It tells you something about the threat Sweden carried that Ireland centre back Ciaran Clark was their most dangerous player during this opening Euro 2016 Group E draw. The Aston Villa man forced his own goalkeeper Darren Randolph into a sensational save before netting the own goal that gave the Swedes their undeserved share of the points. No Swede had a shot on target.
That the goal was provoked by Sweden's only gifted player - Zlatan Ibrahimovic - was perhaps inevitable but his influence up to that point was negligible. Ireland did a good job in marshalling the 34-year-old throughout but couldn't hold their guard for all 90 minutes.
"How do I make defenders score?, I gave the cross and he headed it into the goal," Zlatan said afterwards. Was it magic? asked one journalist. "Maybe you should ask him."
Zlatan had been Sweden's key player in the qualification matches and it was no surprise that Ireland sought to lock him up. This was one against 11. Ireland's collective strength carried them to the brink of an opening day win with Wes Hoolahan's fine strike just after half time bringing a deserved lead.
"Wes was exceptional," said Jon Walters. "When he gets on the ball not many players get it off him. He’s unbelievable on the ball and he creates things that others can’t. It was great for him to get on the scoresheet and show his quality out there on the pitch."
The Irish used the flanks well, where Robbie Brady was excellent and Seamus Coleman supplied the cross for the goal, and dominated the heart of the midfield. They were by far the better team but lack their own Zlatan type figure to carry them over the line with individual talent.
"Once you go 1-0 up the chance is there to win the game," Walters said. "We’re disappointed we conceded but I thought - first half performance especially - we played really well. I think we got to take the positives. We’ve got a point on the board and we go into the next two games with it all to play for."
Hoolahan, who merited the man of the match award, controlled the Irish attacking play like an old-school number 10 - an artist in the era of athletes - but it was an off-day for Walters and Shane Long up front.

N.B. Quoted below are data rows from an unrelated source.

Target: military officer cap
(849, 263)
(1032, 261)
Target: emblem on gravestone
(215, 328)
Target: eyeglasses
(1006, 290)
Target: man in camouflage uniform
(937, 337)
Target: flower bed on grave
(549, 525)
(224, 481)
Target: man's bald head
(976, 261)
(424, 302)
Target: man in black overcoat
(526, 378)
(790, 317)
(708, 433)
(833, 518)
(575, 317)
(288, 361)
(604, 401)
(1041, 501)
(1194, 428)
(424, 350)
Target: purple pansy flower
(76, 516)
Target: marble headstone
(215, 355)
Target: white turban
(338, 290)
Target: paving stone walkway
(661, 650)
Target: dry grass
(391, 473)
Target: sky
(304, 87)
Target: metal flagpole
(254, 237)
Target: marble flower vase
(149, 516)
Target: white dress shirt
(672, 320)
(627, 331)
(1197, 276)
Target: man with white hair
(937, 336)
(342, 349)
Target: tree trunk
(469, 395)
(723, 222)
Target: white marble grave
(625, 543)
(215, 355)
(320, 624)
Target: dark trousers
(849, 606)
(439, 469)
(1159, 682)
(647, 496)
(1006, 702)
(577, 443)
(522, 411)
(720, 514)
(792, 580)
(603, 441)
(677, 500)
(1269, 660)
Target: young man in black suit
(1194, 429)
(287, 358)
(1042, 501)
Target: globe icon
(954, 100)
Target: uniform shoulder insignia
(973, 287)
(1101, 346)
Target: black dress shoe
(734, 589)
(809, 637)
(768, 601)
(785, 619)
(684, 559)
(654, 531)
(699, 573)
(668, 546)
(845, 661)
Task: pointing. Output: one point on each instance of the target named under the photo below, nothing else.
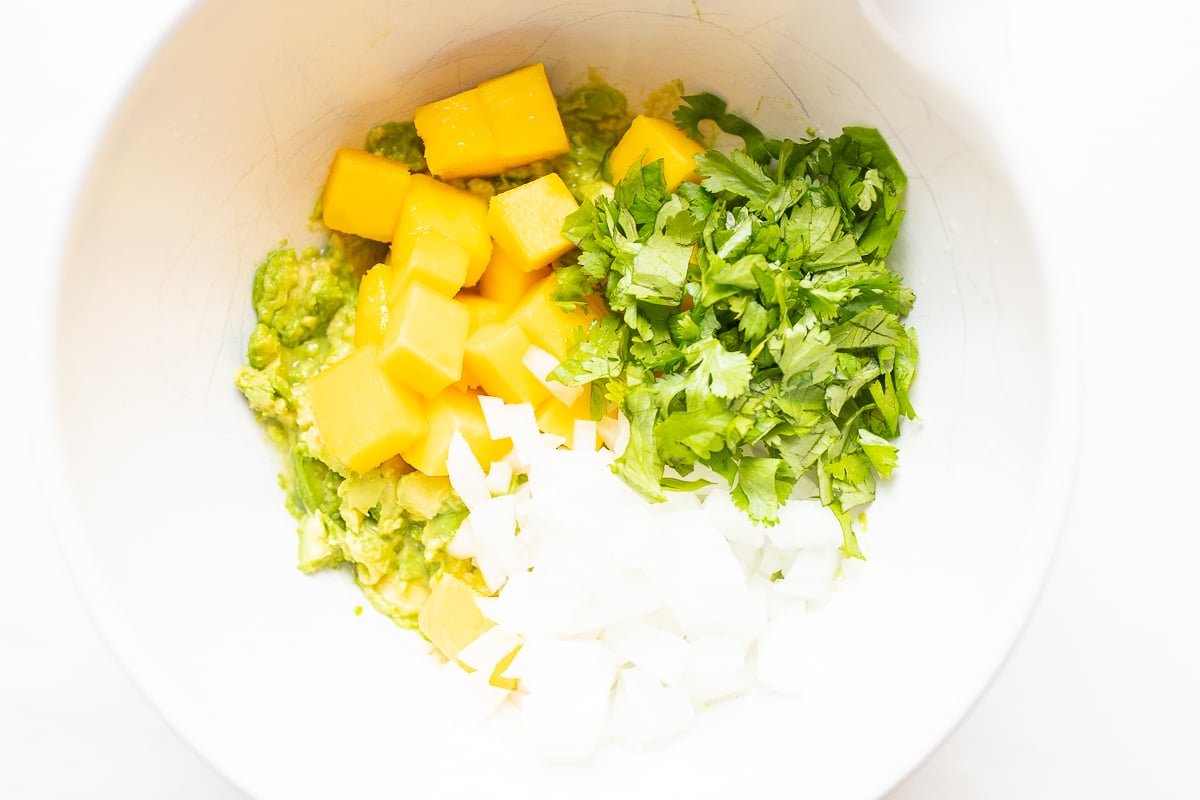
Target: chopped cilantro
(756, 326)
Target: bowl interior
(171, 510)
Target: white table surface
(1101, 697)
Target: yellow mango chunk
(449, 411)
(459, 138)
(364, 193)
(495, 356)
(481, 310)
(450, 619)
(371, 317)
(461, 217)
(423, 495)
(527, 221)
(523, 116)
(557, 417)
(651, 139)
(547, 325)
(425, 340)
(505, 282)
(430, 259)
(364, 416)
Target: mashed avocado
(390, 525)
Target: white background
(1101, 698)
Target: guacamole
(389, 525)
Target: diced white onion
(631, 615)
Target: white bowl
(169, 507)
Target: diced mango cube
(461, 217)
(523, 116)
(481, 310)
(364, 193)
(364, 416)
(505, 282)
(431, 259)
(459, 137)
(527, 221)
(450, 618)
(371, 317)
(545, 323)
(425, 340)
(449, 411)
(651, 139)
(557, 417)
(496, 356)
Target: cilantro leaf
(705, 106)
(737, 174)
(761, 488)
(756, 328)
(881, 452)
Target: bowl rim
(1057, 482)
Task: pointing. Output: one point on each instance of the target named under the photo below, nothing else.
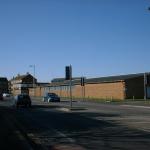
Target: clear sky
(97, 37)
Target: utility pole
(145, 86)
(69, 77)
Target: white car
(6, 95)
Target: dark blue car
(51, 97)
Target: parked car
(51, 97)
(6, 95)
(1, 96)
(22, 100)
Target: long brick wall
(115, 90)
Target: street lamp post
(33, 66)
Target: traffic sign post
(83, 87)
(69, 77)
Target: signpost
(145, 86)
(69, 77)
(83, 87)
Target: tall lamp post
(33, 66)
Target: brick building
(3, 85)
(112, 87)
(22, 83)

Stoke man Walters didn't last too long beyond half time due to an injury which disrupted his tournament preparations while Long will feel he could have done more. There was one smart lay off for a Jeff Hendrick shot in the first half but beyond that his own impact in front of goal was limited to a missed headed opportunity.
Indeed Hendrick, a Championship player with Derby County, typified the Irish fight. He played well and also hit the crossbar. When counting the chances back, it is hard to fathom how Ireland could have failed to win with John O'Shea's missed chance in the first half eventually counting against them.
But that's what separates Zlatan from the rest. He found just enough space to turn in the box, poked the ball across goal and watched as Clark stooped to head before Sebastian Larsson. Until that moment it looked like Zlatan might be shackled like Gulliver in Lilliput. He threw his hands up in frustration, he berated his team mates for their bad touches and bad choices. He fouled and was fouled. Manager Erik Hamren changed his partner from the ineffective Marcus Berg to John Guidetti with little joy.
It was the type of battle that he is going to have to get used to if he's to succeed in the Premier League with Manchester United. He can expect that sort of treatment every week in England.
Ireland were given a harsh lesson here. They built momentum and earned their lead but seemed uncertain what to do next. Almost immediately after taking the lead, they almost conceded - first with Clark's deflection towards goal and then when Emil Forsberg messed up the rebound.
But there is more in the Irish XI than there is in the Swedish one. The difference between them in the standings could come down to who's got Zlatan and who doesn't.